Sie versteht das Horoskop nicht als unabänderliche Festlegung äußerer Ereignisse, sondern als symbolisches Bild innerer seelischer Dynamiken. Planetenkonstellationen werden nicht als Ursachen verstanden, sondern als Ausdruck von Persönlichkeitsstrukturen, Spannungsfeldern und Entwicklungspotenzialen.
Die psychologische Astrologie entwickelte sich im 20. Jahrhundert im Dialog mit der Tiefenpsychologie. Besonders die Symbolauffassung von Carl Gustav Jung, nach der archetypische Bilder innere psychische Prozesse widerspiegeln, beeinflusste diesen Ansatz maßgeblich.
Astrologische Konstellationen werden daher nicht wörtlich, sondern symbolisch gedeutet. Sie beschreiben mögliche innere Themen, Konflikte und Ressourcen eines Menschen.
Im Mittelpunkt steht nicht die Frage: „Was wird geschehen?“, sondern: „Wie wirkt dieses Thema in mir?“
Ein Horoskop zeigt Anlagen, Spannungsfelder und Entwicklungsmöglichkeiten. Wie diese gelebt werden, hängt vom Bewusstseinsgrad, von biografischen Erfahrungen und von persönlichen Entscheidungen ab.
Psychologische Astrologie geht daher von Selbstverantwortung und Entwicklungsoffenheit aus. Sie versteht astrologische Beratung als Reflexionsraum – nicht als Prognoseinstrument.
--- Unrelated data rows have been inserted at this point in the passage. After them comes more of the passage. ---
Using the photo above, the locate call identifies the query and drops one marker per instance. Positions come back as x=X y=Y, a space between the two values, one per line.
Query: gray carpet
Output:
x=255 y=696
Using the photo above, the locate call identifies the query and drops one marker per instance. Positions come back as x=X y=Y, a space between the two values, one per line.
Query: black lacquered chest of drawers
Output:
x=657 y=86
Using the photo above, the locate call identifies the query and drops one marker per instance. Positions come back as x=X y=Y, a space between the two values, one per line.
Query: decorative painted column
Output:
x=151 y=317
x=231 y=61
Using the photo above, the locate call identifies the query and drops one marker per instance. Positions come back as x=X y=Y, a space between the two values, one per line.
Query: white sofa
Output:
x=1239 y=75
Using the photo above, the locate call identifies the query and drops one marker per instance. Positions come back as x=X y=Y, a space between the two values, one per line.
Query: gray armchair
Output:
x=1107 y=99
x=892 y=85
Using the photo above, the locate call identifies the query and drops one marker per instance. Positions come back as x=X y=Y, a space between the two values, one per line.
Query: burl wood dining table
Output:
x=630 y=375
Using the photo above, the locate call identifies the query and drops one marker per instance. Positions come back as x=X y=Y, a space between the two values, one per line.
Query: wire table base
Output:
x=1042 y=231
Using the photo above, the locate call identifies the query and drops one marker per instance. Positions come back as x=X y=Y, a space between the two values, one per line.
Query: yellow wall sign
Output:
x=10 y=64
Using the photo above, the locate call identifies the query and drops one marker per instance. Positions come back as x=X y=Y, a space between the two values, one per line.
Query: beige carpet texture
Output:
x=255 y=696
Im Unterschied zur klassischen oder stark prognostisch ausgerichteten Astrologie liegt der Schwerpunkt weniger auf konkreten Ereignisvorhersagen, sondern auf innerem Erleben, Beziehungsmustern und individuellen Reifungsprozessen. Beide Richtungen haben ihre Berechtigung, unterscheiden sich jedoch im methodischen Fokus.
Meine astrologische Arbeit basiert auf der psychologischen Astrologie und auf einer entsprechenden Ausbildung im Umfeld des Deutschen Astrologen-Verbandes (DAV). Sie bildet das Fundament meines Zugangs zur Deutung. Alle weiteren Vertiefungen bauen auf diesem Ansatz auf.
Astrologie verstehe ich als Instrument zur Selbstklärung und Bewusstwerdung – nicht als Schicksalsdiagnose.